Our study provides significant incremental value compared to previous meta-analyses, particularly the recent analysis by Tan et al.: 1) Larger sample size: 35 studies with 26812 patients vs. 27 studies with 18,420 patients; 2) More recent literature: search updated to November 2025 vs. March 2024; 3) More comprehensive subgroup analyses: including TNM stage and tumor location analyses not performed in previous studies; 4) More detailed methodological reporting: comprehensive sensitivity analyses and quality assessment.

These enhancements provide stronger evidence for SII’s prognostic value and more nuanced understanding of its clinical applications across different patient subgroups.

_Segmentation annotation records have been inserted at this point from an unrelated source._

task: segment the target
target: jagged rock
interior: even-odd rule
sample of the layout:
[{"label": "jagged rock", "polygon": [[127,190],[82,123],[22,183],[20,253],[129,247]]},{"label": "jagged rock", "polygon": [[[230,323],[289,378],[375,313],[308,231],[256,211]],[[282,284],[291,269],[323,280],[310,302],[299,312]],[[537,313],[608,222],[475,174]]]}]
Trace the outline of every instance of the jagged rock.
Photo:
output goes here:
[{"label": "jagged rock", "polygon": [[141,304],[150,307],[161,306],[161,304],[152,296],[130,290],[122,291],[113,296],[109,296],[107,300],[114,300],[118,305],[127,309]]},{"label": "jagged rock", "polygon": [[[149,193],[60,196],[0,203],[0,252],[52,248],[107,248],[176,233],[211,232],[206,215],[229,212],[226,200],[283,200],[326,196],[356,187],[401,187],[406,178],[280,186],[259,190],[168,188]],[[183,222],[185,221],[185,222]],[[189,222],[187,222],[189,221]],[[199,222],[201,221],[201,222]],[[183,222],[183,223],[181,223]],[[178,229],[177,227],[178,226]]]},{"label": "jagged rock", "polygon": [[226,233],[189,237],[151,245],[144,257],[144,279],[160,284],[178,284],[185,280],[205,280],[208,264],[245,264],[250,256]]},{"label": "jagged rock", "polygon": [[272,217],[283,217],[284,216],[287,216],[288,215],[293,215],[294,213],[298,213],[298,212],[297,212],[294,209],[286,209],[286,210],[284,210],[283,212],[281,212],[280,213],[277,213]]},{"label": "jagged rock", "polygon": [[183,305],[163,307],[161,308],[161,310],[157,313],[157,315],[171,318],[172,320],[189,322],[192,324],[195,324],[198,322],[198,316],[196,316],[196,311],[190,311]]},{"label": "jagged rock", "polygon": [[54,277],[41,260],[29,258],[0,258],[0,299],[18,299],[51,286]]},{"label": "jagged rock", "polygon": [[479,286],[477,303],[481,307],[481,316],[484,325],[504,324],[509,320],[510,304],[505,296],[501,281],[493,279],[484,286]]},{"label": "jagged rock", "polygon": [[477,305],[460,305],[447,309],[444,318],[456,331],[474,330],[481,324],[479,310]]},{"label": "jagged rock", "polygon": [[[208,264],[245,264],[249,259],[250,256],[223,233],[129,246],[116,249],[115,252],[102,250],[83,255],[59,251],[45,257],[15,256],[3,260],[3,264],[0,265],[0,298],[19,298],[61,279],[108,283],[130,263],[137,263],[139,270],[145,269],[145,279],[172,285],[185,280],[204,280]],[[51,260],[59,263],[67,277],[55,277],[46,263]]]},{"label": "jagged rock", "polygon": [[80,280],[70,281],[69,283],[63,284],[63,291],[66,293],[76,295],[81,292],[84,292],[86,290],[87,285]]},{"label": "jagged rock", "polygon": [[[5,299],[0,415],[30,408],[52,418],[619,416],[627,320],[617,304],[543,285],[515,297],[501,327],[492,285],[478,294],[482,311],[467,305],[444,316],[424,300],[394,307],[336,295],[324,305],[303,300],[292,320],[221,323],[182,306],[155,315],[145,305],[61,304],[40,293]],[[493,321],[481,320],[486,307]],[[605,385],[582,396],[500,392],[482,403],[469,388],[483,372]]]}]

This study has several limitations requiring cautious interpretation. First, the marked heterogeneity in SII cut-off values across studies may compromise result comparability and clinical applicability. Second, the predominance of retrospective designs (38 of 40 cohorts) introduces potential confounders and selection bias. Third, the geographic imbalance limits generalizability to non-Asian populations. Fourth, insufficient reporting of tumor location-specific data prevented more granular analysis of potential anatomical heterogeneity.

Future research should address these limitations through: 1) Large-scale prospective multicenter studies with standardized protocols; 2) Development and validation of universally applicable SII cut-off values using ROC analysis; 3) Integration of SII with molecular subtyping and other biomarkers for enhanced prognostic accuracy; 4) Investigation of SII’s role in treatment selection and monitoring; 5) Exploration of dynamic SII monitoring protocols; 6) Expansion to more geographically diverse populations.

Based on our findings, we propose the following clinical implementation framework: 1) Baseline SII assessment at diagnosis for initial risk stratification; 2) Serial SII monitoring during treatment (e.g., every 3 months) to assess treatment response; 3) Integration with TNM staging to refine prognostic assessment, particularly in Stage III disease; 4) Consideration of treatment intensification for patients with persistently elevated SII; 5) Development of nomograms incorporating SII with other clinical and molecular variables for personalized prognostication.